Scores may be reported in relation to par for easy comparison with other golfers' scores. For example, a player whose score is three strokes over par after a given hole would appear as "+3" on the scoreboard.

If two or more players have the same number of strokes, it may be desired to determine an outright winner. Two of the more common methods are a playoff and scorecard count back.

===Cut===

Multi-round tournaments may enforce a "cut" to reduce the size of the field for later rounds. In a typical 72-hole elite tournament, played over one or two courses, there is a cut after 36 holes; tournaments played over three courses have a cut after 54 holes. The number of players who make the cut depends on the tournament rules – in a typical PGA Tour event, the top 65 (formerly the top 70) professionals (plus ties) after 36 holes. Any player who returns a score higher than the cut mark takes no further part in the tournament.

Tournaments may also employ another cut after 54 holes if a large number of players make the 36-hole cut. Players missing this cut are designated as "made cut, did not finish" (MDF). The PGA Tour employed a secondary cut prior to reducing the cut line to the top 65 for the 2020–21 season.

===Playoff===

One of the most common methods for settling ties is by means of a playoff, whereby those players who have tied for the lead replay a set number of holes. If still tied after those holes, then further sudden-death holes may also be played until a winner emerges.

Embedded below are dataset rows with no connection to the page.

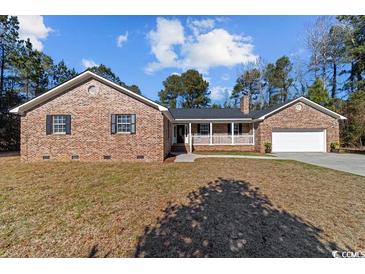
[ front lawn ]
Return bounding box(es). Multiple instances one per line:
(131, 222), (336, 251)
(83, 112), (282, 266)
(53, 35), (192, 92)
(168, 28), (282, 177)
(0, 157), (365, 257)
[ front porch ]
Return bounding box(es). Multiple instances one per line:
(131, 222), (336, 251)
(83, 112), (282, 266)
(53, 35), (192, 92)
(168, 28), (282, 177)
(172, 121), (255, 153)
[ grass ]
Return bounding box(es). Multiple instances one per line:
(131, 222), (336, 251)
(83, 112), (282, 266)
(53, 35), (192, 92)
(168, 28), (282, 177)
(194, 151), (275, 157)
(0, 157), (365, 257)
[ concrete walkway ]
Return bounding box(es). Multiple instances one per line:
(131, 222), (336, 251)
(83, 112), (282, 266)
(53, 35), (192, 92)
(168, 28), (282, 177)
(175, 153), (283, 163)
(276, 152), (365, 176)
(175, 152), (365, 176)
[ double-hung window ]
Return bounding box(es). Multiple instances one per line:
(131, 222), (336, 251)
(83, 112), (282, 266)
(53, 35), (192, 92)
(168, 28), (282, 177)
(117, 115), (132, 133)
(52, 115), (66, 134)
(199, 124), (209, 135)
(112, 114), (136, 133)
(234, 124), (240, 135)
(46, 114), (71, 135)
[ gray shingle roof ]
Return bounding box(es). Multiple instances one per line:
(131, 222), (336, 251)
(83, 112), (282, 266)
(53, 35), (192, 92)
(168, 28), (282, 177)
(170, 108), (250, 119)
(169, 98), (297, 120)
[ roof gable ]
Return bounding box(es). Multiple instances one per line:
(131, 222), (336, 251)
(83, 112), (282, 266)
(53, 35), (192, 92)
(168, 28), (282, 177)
(251, 96), (347, 120)
(10, 70), (168, 114)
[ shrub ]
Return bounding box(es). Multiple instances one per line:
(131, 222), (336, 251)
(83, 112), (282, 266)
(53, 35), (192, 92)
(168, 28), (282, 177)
(264, 142), (272, 153)
(330, 142), (340, 150)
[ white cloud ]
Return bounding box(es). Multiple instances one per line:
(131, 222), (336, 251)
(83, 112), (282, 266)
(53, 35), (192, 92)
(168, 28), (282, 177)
(221, 73), (231, 81)
(187, 19), (215, 36)
(117, 31), (128, 48)
(18, 15), (53, 51)
(183, 29), (257, 71)
(210, 86), (231, 101)
(145, 17), (185, 73)
(81, 58), (99, 69)
(145, 18), (257, 73)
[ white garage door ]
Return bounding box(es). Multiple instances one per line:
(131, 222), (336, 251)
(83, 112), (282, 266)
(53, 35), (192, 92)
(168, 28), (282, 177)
(272, 129), (326, 152)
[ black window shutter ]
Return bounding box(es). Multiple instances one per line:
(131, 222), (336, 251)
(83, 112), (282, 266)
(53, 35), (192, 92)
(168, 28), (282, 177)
(111, 114), (117, 134)
(131, 114), (136, 134)
(66, 115), (71, 135)
(46, 115), (53, 135)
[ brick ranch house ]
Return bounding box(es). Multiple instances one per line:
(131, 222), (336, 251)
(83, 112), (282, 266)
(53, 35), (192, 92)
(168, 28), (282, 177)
(11, 71), (346, 161)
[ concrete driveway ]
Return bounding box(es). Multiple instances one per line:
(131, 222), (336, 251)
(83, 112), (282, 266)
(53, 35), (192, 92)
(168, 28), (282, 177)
(275, 152), (365, 176)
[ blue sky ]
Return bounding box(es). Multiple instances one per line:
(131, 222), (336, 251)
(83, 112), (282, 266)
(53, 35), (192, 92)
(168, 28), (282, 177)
(20, 16), (316, 102)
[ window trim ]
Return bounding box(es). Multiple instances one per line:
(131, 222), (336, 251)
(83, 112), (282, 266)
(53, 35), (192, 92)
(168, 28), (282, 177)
(115, 113), (136, 134)
(51, 114), (67, 135)
(198, 123), (210, 136)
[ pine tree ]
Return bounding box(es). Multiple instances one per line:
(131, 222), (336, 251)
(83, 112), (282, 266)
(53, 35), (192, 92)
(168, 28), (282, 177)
(181, 69), (210, 108)
(308, 78), (330, 106)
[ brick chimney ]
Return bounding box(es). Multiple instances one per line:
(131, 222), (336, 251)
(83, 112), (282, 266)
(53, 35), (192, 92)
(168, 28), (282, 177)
(240, 95), (250, 114)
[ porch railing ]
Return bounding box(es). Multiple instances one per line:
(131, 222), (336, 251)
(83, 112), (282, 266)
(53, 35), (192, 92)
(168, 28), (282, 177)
(192, 134), (254, 145)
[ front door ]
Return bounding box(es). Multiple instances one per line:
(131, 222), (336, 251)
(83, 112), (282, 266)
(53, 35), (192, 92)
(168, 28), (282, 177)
(176, 125), (185, 144)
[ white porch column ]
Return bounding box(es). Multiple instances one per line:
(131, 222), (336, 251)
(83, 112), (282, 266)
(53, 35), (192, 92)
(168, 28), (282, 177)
(209, 123), (213, 145)
(252, 123), (255, 145)
(231, 123), (234, 145)
(189, 123), (193, 153)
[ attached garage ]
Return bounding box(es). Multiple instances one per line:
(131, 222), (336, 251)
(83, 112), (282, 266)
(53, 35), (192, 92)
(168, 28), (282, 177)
(272, 129), (326, 152)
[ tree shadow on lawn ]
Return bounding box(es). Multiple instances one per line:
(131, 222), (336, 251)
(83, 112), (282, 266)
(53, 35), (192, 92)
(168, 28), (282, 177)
(135, 178), (340, 257)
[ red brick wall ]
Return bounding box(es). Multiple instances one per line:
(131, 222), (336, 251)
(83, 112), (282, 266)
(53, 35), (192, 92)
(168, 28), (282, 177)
(163, 117), (173, 157)
(21, 79), (168, 161)
(256, 103), (339, 152)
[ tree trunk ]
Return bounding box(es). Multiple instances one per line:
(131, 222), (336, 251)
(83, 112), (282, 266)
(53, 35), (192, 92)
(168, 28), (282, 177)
(331, 62), (337, 99)
(0, 44), (5, 110)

Ties in professional golf are generally settled by means of a playoff. Different tournaments have various formats for their playoffs, ranging from another full round, as employed in the U.S. Open, through to a three- or four-hole playoff as used in the PGA Championship and the Open Championship (British Open), to straightforward sudden death, which is used in most tournaments including the Masters Tournament and all other regular PGA Tour and European Tour events. In a sudden-death playoff with more than two players, any player who fails to at least tie for the best score after each hole is eliminated and (if applicable) the playoff continues with only those players who are still tied for the best score. In the longer playoff formats, if at least two players remain tied after such a playoff then play generally continues in sudden-death format.

====Count back====
One method of breaking ties commonly used in amateur competitions, especially when a playoff is not practical, and used in professional tournaments to seed players in knockout rounds (such as the World Super 6 in Perth, Australia) is a scorecard "count back", whereby the player with the lowest cumulative score over the last 18, 9, 6, 3, or 1 hole(s) is declared the winner.